病み上がりを飲みに誘うんじゃないと医者が聞けば顔を顰めそうなもの。だがドレークもスモーカーも、というかこの年代の男たちにとって酒は何よりの回復薬。気も明るくなるし、不運続きの瘴気払いにもなろうもの。
何より二人、滅法の酒好き。昔は時間があればヒナやボガードの四人で飲んでいた。それぞれ配属も変わって、出世して、中々四人集まることはなくなったし、スモーカーは普段艦に若いお嬢さん(たしぎ)がいる。男所帯でも気丈に振舞ってはいるが酒を飲む男たちの面代わりを見せるのはまだ早かろうと思うてこの暫く自分や部下の男海兵らは暗黙のうちに禁酒をしていた。本部にきて久方ぶりの同期との交流、ぐっと酒が染み渡るのを心地よく感じていると隣のドレークも同様にくっ、と味をかみ締めている顔をした。
昔からのことであるが双方に「乾杯」やらなにやらという飲む前の作法はない。めいめい勝手に飲んでしまって問題ない。誘った方は招いた者が来るまで待っていなければならない、なんてこともなく、気安い間柄も通り越せば一種無礼に過ぎるという関係になるのかもしれない。が、互いにそれが妙に心地よくもあった。
「美味いな。久しぶりの酒だから美味く感じる、というのもあるだろうが、良い酒だ」
ぐいっとスモーカーが飲み干すのとは対照的にドレークはゆっくりじっくりと味わう。やけに歳の入った老人のような飲み方だが違和感がない。スモーカーはここ数ヶ月はドレークは目立った遠征もなく本部に詰めていたと(そしてそれゆえの激務)であったと聞いている。だからてっきりストレス発散に飲みにでも行っていたのではないかと(ヒナなどはスモーカーが本部による度に潰れるまでつき合わせる)思ったが、問えば「いや」と否定し、そして考えるように一瞬沈黙して「そういえば、この数年は酒を飲んでいなかった」と驚くべきことを言う。
「……謎の胃痛に苦しめられてるたァ聞いてるが、そこまで深刻なのか」
そんな歳でもない!と慌ててドレークは否定して同期の桜をじろり、と睨んだ。
「別に胃や肝臓を顧みて酒を飲まなかったわけじゃない」
海兵には任務成功を祈って好きなものを絶つという願掛けがある。習慣、というほどではないがひっそりと昔から本部にはあるもの。二人がまだ訓練生だった頃はれて海軍海兵になれるまでスモーカーは煙草を(当時は葉巻など買えなかったので)ドレークは西瓜をそれぞれ絶ったのは良い思い出だ。
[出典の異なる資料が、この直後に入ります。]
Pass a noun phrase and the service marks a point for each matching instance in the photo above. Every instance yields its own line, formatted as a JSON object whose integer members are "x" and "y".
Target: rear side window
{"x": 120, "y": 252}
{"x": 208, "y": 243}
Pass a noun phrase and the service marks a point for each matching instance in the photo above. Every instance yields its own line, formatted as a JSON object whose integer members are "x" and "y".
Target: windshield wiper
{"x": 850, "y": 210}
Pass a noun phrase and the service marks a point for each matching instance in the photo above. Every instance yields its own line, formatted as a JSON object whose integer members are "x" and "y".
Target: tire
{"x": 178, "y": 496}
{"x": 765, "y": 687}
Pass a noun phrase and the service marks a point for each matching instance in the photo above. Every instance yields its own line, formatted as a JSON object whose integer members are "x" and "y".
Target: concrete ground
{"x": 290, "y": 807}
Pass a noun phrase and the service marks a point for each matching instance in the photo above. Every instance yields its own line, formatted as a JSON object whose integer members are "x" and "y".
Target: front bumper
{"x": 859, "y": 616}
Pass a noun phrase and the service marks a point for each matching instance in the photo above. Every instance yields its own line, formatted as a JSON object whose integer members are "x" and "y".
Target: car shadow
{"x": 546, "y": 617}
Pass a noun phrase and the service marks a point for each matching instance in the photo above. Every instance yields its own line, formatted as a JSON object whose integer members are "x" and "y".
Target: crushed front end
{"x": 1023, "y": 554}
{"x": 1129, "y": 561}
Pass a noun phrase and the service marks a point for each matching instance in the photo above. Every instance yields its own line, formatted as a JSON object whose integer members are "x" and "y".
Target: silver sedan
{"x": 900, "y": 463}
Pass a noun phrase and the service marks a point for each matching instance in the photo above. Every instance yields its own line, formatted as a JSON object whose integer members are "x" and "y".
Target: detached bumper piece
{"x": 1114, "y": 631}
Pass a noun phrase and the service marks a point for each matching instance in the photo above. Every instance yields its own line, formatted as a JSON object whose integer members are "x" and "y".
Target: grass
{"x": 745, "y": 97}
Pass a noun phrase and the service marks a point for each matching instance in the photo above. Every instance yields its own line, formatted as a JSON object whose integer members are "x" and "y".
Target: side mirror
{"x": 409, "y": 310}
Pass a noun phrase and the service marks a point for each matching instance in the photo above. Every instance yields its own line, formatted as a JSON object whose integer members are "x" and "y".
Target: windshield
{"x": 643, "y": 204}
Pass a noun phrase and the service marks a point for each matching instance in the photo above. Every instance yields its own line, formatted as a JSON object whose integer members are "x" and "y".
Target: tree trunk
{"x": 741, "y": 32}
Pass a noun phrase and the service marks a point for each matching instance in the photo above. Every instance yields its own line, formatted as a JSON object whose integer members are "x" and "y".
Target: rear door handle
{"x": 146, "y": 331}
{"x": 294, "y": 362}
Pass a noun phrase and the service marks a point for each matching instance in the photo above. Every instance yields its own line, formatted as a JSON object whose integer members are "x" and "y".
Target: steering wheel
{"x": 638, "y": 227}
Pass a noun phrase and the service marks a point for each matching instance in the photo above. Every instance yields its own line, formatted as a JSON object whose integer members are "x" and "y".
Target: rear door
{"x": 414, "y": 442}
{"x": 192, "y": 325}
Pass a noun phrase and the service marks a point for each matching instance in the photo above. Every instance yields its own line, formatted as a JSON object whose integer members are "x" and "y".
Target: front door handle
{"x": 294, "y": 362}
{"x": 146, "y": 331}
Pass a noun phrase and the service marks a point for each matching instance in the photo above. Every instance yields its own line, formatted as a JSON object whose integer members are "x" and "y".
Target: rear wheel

「……今頃になって言うのもなんだが、おい、ドレーク、お前の西瓜ってのは夏にしか食えねぇもんだから絶つもなにもねぇだろう。楽な条件しやがって」
と、ドレークは反論する。その心底真面目な顔が昔と変わらない。スモーカーは煙をゆっくりと吐き出して、半分以下になっているドレークのグラスになみなみと注ぐ。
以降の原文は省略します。